Malcom Gladwell talks about mastery in his book Outliers.  "10,000 hours is the magic number of greatness."  That is how long it takes to truly achieve mastery.  In studies that ranged from musicians, to professional hockey players, to amazing computer programmers, the common factor was that they ALL worked for roughly 10,000 hours before becoming very good, before achieving mastery.  Skill is not what made them great - skill and working much, much harder than everyone else made them masters.


And here we go as teachers using the word.  We have watered it down and ruined it.  I don't even want to say it again.  It has become meaningless.  How many of our students have spent those kind of hours on any skill we teach them?  A student with perfect attendance would take until grade 11 to reach 10,000 hours of school (not counting homework).  Without a heck of a lot of homework do you really think they can achieve the M-word in any subject area?  


I have already heard the argument "But they have achieved mastery for their level."  (Yes I have gone off on this rant before.)  Really?  Have they?  Are they great?  Are they showing expert knowledge?  Or can they merely do it consistently.  I can drive down the road and consistently stay between the ditches.  Have I mastered driving?  No, I am merely good enough.  


And when has good enough ever been good enough?

Monday, June 1, 2009

My Students are Screwed!

My students are screwed. They have been from long before they walked through my classroom doors.

I am sure that you are all wondering what the heck I am talking about. Patience. I will get to it - but first you need some background knowledge.

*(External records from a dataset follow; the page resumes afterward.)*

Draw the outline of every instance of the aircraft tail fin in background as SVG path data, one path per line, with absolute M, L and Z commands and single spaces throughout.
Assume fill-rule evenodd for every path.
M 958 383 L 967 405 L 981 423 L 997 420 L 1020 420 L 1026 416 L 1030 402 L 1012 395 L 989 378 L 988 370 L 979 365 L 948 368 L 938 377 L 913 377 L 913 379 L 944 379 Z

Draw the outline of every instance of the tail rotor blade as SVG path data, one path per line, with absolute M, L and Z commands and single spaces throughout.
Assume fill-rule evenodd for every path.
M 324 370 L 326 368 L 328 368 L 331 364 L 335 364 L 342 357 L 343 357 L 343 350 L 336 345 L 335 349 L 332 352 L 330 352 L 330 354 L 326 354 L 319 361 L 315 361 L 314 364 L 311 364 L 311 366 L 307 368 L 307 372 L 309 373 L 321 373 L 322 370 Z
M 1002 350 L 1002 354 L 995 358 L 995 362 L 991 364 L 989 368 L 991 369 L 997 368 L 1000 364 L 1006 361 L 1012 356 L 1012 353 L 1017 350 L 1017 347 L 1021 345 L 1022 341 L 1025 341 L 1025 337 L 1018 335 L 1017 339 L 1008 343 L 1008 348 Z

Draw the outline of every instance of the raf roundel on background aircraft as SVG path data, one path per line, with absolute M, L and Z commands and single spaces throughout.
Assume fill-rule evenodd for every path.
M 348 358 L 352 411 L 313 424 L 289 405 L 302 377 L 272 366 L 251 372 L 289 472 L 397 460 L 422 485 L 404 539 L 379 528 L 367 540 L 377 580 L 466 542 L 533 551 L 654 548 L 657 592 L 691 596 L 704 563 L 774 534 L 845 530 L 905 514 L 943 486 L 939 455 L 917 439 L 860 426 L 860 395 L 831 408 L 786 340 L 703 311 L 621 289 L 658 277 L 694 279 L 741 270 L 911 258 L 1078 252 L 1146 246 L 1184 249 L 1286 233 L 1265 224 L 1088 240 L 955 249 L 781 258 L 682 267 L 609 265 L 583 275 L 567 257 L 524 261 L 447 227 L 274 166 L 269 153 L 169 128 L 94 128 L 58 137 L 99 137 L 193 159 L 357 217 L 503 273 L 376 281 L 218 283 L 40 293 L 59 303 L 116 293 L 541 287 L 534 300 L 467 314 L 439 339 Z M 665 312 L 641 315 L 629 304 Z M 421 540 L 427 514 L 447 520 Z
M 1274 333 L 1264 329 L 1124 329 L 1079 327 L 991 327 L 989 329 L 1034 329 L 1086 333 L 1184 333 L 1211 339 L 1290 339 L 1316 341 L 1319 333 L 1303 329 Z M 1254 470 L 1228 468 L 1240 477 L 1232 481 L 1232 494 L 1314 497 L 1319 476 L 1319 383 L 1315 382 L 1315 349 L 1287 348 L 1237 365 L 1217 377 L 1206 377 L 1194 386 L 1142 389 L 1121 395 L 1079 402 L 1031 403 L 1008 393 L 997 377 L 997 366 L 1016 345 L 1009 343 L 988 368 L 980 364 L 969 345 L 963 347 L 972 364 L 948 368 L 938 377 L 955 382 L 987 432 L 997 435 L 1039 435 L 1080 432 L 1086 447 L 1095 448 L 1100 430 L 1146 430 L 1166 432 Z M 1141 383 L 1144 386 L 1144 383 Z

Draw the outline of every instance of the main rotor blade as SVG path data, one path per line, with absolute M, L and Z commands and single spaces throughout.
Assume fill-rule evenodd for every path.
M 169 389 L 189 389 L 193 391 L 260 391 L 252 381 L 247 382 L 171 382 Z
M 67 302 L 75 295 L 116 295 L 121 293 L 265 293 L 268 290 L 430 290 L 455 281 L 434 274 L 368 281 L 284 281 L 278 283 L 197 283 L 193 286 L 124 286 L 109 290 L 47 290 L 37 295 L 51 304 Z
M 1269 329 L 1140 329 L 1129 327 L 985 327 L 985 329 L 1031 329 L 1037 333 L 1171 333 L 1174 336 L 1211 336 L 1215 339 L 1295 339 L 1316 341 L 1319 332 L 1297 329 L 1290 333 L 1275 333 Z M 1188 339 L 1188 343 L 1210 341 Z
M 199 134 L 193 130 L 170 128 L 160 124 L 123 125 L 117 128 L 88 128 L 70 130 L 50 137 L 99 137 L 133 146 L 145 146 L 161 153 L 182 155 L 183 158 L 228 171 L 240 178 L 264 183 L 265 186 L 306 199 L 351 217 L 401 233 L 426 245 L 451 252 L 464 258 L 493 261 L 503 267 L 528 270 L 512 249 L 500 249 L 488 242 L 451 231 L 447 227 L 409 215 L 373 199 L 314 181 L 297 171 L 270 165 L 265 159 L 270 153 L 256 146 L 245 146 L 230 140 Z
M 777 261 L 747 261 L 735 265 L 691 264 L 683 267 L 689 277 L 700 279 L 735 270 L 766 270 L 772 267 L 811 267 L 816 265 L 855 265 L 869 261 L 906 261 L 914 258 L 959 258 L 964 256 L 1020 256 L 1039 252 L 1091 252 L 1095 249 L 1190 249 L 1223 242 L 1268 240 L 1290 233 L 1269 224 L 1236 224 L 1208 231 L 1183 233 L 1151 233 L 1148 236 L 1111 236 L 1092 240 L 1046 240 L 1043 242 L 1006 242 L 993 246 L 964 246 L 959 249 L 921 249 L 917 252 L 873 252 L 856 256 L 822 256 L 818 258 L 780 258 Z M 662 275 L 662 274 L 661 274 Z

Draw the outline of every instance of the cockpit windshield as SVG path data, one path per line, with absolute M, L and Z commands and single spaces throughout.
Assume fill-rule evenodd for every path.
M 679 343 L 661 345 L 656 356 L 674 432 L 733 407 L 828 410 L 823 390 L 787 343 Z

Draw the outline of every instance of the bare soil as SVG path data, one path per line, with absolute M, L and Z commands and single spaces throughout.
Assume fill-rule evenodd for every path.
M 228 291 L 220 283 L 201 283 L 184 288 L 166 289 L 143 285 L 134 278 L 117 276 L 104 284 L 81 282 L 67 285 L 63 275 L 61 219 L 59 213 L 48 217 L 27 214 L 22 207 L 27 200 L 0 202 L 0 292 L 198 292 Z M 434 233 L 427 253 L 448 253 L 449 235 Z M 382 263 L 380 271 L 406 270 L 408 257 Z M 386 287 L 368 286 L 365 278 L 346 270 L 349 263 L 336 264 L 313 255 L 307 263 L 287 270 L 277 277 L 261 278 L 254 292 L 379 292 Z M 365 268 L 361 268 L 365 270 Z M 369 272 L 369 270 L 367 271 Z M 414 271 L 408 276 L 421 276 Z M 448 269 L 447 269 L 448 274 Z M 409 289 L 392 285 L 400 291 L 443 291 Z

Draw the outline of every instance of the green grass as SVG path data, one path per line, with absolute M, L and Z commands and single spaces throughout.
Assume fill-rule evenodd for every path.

Lets start with Malcome Gladwell's book Outliers. Read it. It rocks - and it will make you look at amazing people like Wayne Gretzky and Bill Gates a little bit differently. Haven't read it? Not going to get to it soon? Ok - here is the basic information that pertains to what I am talking about.

In Outliers there is a chapter about mathematics - more specifically about how Asian students tend to do better in math. Gladwell says that there are two main factors that explain the test scores. He calls them cultural legacy. The first is that numbers are handled differently in most Asian languages. They make more sense. If I were to have a race a Chinese person in counting to a hundred (in our own languages) they would win almost every time. It is just the structure of the language. The second factor (and more important factor) is the fact that a large percentage of Asians come from a rice farming background. Rice farming is VERY labor intensive. Successful rice farmers work much harder and much longer than other types of farmers. Asian students have grown up in that type of environment. They learned how to work very hard. They grew up with a cultural legacy of hard work. (Every single successful outlier in Gladwell's book worked very hard to get where they were.) Gladwell explained that mathematics is easier when the language makes better sense - and when you work hard towards a solution (No surprise there!).

So how are my students screwed? All of my students are First Nations. (Ok maybe 2 aren't - but the rest definately are.) What cultural legacy has been left to them? Thanks to a wonderful system of government handouts many of them come from an environment where they don't have to work. They will be provided for if they choose to not work at all. (Keep in mind that only a pittance is provided - I realize it is not an easy life or a good life.) If you go back before Europeans were in the picture that was not the case - but wasn't that too many generations ago for it to truly be a huge part of many of their cultural legacy? Also keep in mind that this is a generalization and does not apply to everybody. I have students that I would be willing to hire outside of school because they are hard workers. The point I am trying to make is that my students have to fight a very uphill battle in order to succeed in math (and I never even touched on language issues!). They have to fight that battle because of where they grew up and what they saw around them.

So what do I do about it? No, what am I failing to do about it? - because that is what is happening. My students are failing - which means that I am failing because I have failed to do enough about their new cultural legacy. One more time - (and yes I am begging for help here) - what can I do about it?